Rendons grâce à Jah de nous avoir épargné de l'orage qui menaçait le spectacle Rocksteady: The Roots of Reggae depuis quelques jours! Le troisième événement de cette édition anniversaire du Festival de jazz s'est déroulé sous un ciel dégagé, et dans une bonne humeur contagieuse: il n'y avait qu'à voir toutes ces têtes bouger sur la Place des festivals bondée pour comprendre que, malgré l'anonymat relatif des musiciens invités et des chansons qu'ils présentaient, l'hommage au rocksteady a été un succès.

«On n'est pas peu fiers d'avoir amené tous ces musiciens de Jamaïque», nous a dit Laurent Saulnier, de l'organisation du Festival, avant le lever du rideau. Avec raison. Car en plus des neuf chanteurs mis en vedette, les dix musiciens de l'orchestre qui les accompagnait étaient aussi tous Jamaïcains, et certains jouaient même de leurs instruments entre 1966 et 1968, l'époque où le rocksteady régnait dans les boîtes. Un orchestre solide comme le rock, une section de cuivres impeccable (avec les vétérans des années 70 et 80 Glen DaCosta, David Madden et Calvin «Bubbles» Cameron), et le trio vocal The Tamlins au choeur. Parfait.

 

C'est Leroy Sibbles, leader des Heptones, qui a ouvert le bal, en force, d'abord avec People Rocksteady (succès de The Uniques), puis avec la superbe Equal Rights, une de ses compositions. Fier et énergique, Stranger Cole a offert ses Koo Koo Doo et Bangarang, cette dernière étant en lice pour le titre de première chanson de l'ère reggae.
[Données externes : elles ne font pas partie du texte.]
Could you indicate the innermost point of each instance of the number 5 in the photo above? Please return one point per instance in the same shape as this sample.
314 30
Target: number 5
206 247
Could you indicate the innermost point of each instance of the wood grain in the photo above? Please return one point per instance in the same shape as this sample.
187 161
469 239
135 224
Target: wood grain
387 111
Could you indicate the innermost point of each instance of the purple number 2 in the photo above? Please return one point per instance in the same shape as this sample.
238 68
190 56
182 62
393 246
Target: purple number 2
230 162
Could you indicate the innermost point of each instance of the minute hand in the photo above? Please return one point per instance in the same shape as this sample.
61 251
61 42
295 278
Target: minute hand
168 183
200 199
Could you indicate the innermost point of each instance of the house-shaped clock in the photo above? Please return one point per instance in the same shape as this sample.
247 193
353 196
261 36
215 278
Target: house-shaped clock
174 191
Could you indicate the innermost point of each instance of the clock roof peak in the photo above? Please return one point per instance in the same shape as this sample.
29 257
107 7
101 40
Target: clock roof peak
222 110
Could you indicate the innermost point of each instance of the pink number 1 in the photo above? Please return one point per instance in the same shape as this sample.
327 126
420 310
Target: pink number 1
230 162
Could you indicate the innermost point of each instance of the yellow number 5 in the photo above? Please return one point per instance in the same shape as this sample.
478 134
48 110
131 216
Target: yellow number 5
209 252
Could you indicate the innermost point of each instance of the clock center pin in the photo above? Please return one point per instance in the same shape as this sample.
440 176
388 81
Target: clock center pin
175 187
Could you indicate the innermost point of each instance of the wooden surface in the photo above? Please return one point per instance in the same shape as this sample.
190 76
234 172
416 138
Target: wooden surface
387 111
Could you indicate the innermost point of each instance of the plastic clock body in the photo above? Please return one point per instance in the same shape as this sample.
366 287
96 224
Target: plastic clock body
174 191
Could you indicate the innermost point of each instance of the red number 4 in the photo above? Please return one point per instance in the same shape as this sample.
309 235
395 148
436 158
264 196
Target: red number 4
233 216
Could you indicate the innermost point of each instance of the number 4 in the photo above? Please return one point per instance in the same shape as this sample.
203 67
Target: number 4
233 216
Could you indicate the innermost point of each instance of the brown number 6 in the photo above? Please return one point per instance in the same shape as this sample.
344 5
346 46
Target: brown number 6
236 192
L'artiste, qui compense par son dynamisme sa voix usée, a même offert quelques frénétiques pas de danse qu'ont sûrement reconnus les plus âgés des nombreux membres de la communauté jamaïcaine de Montréal vus sur la Place des festivals!

The Tamlins, eux, ont chanté Stop That Train des Wailers, avant de permettre à l'un d'eux, Junior Moore, de chanter leur plus grand succès, Baltimore. Or, pour être pointilleux, le seul reproche qu'on ferait à ce spectacle est de s'être éloigné de l'hommage au rocksteady pour piger dans le répertoire purement reggae - Baltimore, excellente au demeurant, sur un riddim de Sly&Robbie, est un succès de la fin des années 70...
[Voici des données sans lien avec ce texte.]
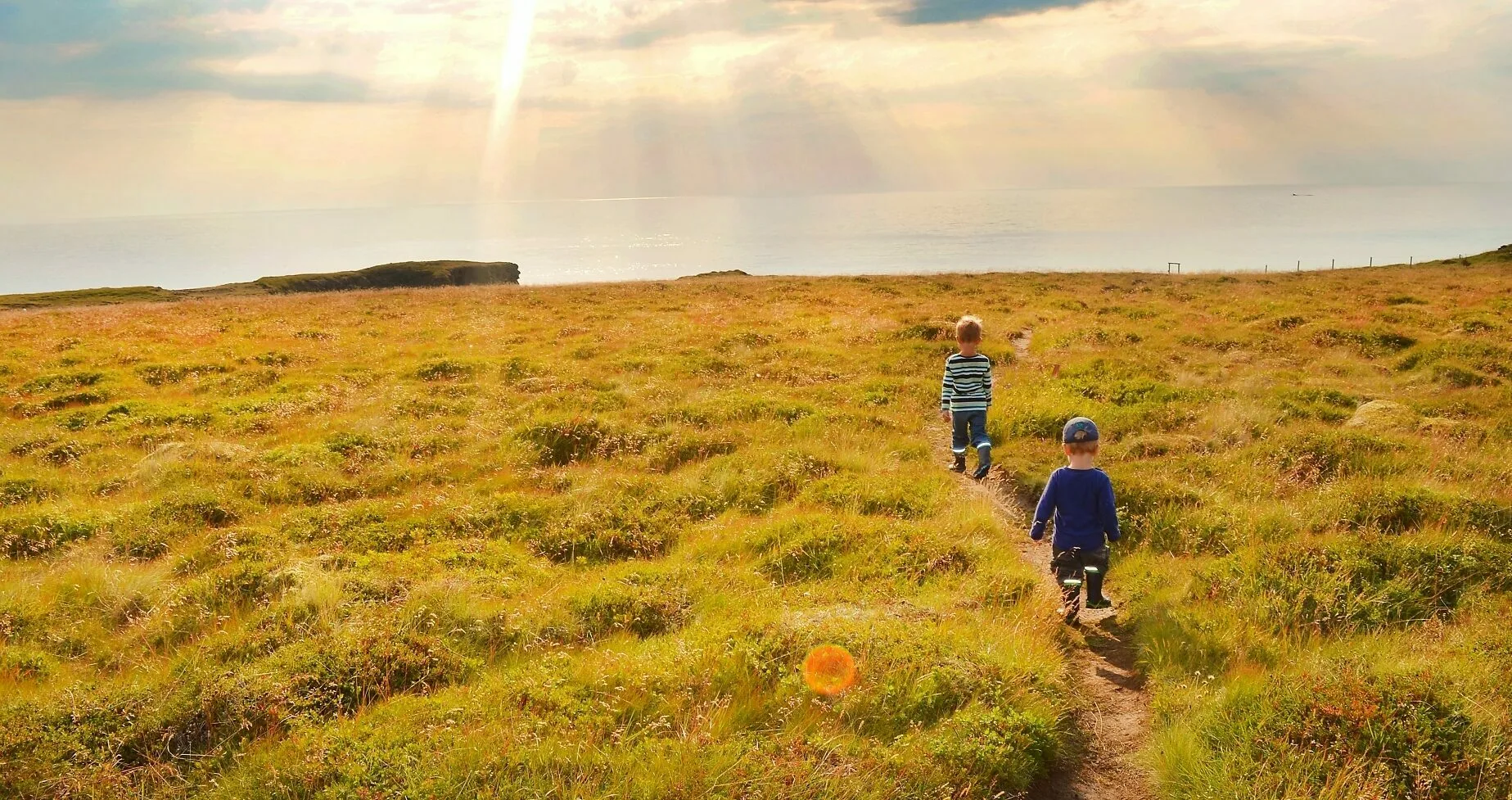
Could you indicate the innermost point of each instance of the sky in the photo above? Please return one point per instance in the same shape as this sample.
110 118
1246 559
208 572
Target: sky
118 108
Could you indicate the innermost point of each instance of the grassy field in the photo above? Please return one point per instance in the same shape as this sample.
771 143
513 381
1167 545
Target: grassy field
578 542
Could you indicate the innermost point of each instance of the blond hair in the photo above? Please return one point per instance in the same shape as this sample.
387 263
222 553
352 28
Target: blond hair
968 328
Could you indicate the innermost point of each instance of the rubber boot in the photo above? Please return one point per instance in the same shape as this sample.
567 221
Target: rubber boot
983 462
1095 598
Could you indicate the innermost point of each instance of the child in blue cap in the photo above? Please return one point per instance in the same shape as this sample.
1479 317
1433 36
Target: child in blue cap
1080 499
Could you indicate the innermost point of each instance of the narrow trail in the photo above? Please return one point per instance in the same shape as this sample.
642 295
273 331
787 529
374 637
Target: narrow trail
1115 707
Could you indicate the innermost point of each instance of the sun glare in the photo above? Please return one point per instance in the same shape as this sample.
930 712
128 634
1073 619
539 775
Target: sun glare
507 94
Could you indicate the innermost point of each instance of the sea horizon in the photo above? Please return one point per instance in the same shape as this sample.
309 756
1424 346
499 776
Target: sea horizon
1205 228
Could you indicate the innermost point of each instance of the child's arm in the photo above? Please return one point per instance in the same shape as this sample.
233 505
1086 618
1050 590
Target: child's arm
1044 510
1108 510
947 389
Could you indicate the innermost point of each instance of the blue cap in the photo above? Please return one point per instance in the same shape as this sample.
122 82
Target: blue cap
1078 430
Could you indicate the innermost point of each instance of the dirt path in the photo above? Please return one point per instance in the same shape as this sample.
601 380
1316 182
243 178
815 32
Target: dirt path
1115 712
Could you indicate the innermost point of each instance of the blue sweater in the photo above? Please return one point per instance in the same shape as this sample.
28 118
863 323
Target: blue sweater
1081 503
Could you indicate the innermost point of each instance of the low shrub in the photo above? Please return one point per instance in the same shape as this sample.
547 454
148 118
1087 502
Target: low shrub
1352 585
196 507
634 522
35 534
1401 735
445 369
171 374
1369 344
61 382
23 490
879 495
1320 405
800 549
994 750
634 605
1324 455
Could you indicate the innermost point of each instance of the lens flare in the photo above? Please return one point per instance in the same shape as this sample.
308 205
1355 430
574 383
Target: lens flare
507 94
829 671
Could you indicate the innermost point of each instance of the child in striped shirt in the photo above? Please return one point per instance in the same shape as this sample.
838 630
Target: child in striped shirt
967 395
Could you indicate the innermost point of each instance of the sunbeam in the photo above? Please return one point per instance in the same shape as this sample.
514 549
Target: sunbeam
507 97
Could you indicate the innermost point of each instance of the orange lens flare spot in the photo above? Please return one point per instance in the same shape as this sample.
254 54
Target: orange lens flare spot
829 671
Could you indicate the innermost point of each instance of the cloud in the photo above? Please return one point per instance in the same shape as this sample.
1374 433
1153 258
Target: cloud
742 17
1237 71
932 12
123 49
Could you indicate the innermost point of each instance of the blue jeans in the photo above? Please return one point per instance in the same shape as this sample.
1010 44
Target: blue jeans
968 427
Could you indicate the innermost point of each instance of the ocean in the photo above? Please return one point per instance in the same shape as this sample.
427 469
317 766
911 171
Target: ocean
1204 228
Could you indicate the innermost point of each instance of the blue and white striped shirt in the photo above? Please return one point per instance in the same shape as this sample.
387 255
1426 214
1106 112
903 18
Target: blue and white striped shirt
968 383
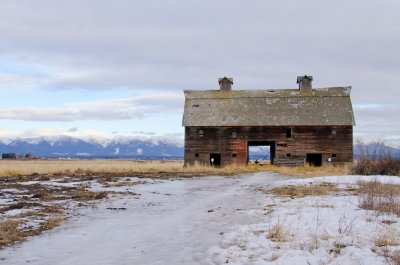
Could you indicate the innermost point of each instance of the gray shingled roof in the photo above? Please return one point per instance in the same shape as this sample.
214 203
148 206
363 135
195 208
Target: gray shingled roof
279 107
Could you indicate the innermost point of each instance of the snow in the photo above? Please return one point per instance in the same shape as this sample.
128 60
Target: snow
215 220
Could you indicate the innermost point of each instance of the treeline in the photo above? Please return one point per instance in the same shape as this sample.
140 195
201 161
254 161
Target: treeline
376 159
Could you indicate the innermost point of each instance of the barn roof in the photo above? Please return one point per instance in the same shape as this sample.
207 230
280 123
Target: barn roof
275 107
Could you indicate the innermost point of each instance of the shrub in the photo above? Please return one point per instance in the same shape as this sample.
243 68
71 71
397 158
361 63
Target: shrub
376 159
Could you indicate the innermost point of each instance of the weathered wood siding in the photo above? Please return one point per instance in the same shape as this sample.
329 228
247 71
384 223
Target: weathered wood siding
325 140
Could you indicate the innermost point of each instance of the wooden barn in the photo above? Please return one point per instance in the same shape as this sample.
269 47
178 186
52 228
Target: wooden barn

De même, après The Tide is High (des Paragons) et No No No (de Dawn Penn, qui n'a pu faire le voyage bien qu'elle soit du documentaire), la grande Marcia Griffith a invité sa consoeur Judy Mowatt à chanter deux titres reggae de Bob Marley, No Woman No Cry et Could You Be Loved?. Pas du rocksteady, mais du bonbon pour la foule, qui a apprécié chaque note poussée par ces deux membres émérites des I-Threes, le trio vocal qui a accompagné Marley jusqu'à la fin de sa vie.

Ensuite, le percussionniste Bongo Herman a fait son devoir de mémoire, demandant qu'on applaudisse l'arrangeur et guitariste trinidadien d'origine et montréalais d'adoption Lynn Taitt, personnage-clé de l'ère rocksteady, avant d'interpréter un grand succès du regretté Alton Ellis (Rocksteady).
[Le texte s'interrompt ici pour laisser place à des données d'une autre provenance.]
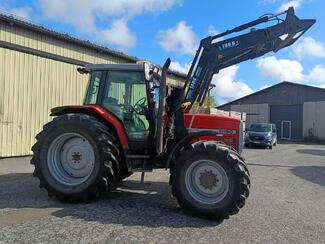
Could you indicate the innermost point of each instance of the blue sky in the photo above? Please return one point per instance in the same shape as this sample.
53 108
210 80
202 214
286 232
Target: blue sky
157 29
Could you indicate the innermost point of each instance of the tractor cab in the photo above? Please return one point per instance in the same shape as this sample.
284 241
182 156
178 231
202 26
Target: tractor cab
129 92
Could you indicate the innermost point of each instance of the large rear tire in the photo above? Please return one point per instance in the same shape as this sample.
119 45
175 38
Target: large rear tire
76 158
210 180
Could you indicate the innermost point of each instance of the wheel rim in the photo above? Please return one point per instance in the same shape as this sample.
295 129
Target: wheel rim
206 181
70 159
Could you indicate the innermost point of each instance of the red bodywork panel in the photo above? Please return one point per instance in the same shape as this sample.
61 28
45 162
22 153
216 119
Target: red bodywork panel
227 128
110 119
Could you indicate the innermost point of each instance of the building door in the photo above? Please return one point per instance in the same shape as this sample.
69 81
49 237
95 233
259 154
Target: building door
288 120
286 130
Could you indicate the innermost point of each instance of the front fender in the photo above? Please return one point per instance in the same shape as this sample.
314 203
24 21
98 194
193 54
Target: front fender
185 141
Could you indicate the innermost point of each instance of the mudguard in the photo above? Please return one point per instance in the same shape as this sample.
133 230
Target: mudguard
98 112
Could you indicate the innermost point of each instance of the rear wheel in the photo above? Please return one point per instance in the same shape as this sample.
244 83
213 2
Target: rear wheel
76 158
210 180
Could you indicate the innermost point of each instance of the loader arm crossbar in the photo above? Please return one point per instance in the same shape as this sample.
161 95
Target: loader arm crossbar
215 54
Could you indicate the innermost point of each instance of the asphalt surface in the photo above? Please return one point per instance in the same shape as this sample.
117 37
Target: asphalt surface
286 205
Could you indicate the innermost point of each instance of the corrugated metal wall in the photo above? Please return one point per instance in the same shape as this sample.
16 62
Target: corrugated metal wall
30 85
255 113
313 120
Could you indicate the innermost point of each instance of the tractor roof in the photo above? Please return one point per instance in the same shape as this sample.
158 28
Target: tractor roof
126 66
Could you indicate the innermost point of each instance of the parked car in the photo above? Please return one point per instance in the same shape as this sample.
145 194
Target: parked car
262 135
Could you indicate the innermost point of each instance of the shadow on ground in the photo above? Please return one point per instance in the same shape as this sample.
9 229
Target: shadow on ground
315 152
314 174
149 204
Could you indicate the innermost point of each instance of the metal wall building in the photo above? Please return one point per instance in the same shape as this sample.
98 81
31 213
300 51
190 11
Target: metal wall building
297 110
38 71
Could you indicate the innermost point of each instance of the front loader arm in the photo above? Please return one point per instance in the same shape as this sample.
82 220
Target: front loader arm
214 55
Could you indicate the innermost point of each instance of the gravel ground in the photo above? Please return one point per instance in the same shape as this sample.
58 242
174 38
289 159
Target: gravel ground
286 205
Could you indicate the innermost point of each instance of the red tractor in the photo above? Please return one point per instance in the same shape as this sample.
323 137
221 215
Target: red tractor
132 121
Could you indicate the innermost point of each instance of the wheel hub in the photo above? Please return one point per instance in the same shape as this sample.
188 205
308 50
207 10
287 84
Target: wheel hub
71 158
208 179
76 157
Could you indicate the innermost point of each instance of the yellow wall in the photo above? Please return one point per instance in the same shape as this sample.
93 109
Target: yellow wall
30 85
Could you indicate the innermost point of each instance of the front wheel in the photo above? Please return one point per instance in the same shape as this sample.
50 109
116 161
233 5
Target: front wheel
210 180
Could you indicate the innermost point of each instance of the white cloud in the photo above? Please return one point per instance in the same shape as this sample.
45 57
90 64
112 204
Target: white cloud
293 3
182 68
180 39
281 69
291 70
118 33
264 87
227 88
308 47
22 12
84 16
213 31
317 75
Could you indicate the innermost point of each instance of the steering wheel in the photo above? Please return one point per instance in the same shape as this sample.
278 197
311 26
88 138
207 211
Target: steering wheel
136 108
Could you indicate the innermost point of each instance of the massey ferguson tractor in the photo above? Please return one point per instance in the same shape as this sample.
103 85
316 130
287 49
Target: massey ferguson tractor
132 121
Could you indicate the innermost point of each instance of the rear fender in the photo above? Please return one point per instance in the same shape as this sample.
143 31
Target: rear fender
98 112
La fin approchant, Hopeton Lewis a pris la scène d'assaut avec prestance, chantant ses succès Sound&Pressure et surtout l'excellente Take it Easy, en racontant comment il était «trop paresseux pour danser sur le ska», d'où la volonté de ralentir le rythme sur cette chanson... C'est sa version de l'origine du rocksteady, qu'il explique plus en détail dans le documentaire.

Finale en beauté avec Ken Boothe, «Mr. Rocksteady», qui a chanté Shanty Town de Desmond Dekker, puis ses propres succès Silver Words et Freedom Street (on en aurait pris davantage). Au rappel, toutes ces légendes d'autrefois ont entonné Rivers of Babylon (de The Melodians) et One Love de Marley, non sans d'abord avoir présenté à la foule Lynn Taitt en personne, l'inspiration du documentaire et du concert présenté hier.

C'était fameux. Du bonheur pour les férus de pop jamaïcaine, beaucoup de plaisir pour le simple mélomane, le curieux ou le festivalier aguerri. Des sourires à perte de vue, du fond de la scène jusqu'à l'avenue du Président-Kennedy. Il faut saluer l'organisation du Festival qui, après le concert de Patrick Watson dimanche soir dernier, a eu l'audace de proposer un autre grand événement qui n'était pas tout naturellement fédérateur (comme l'a été celui de Stevie Wonder), parce que méconnu du grand public. La preuve a été faite hier soir: le jeu en a valu la chandelle.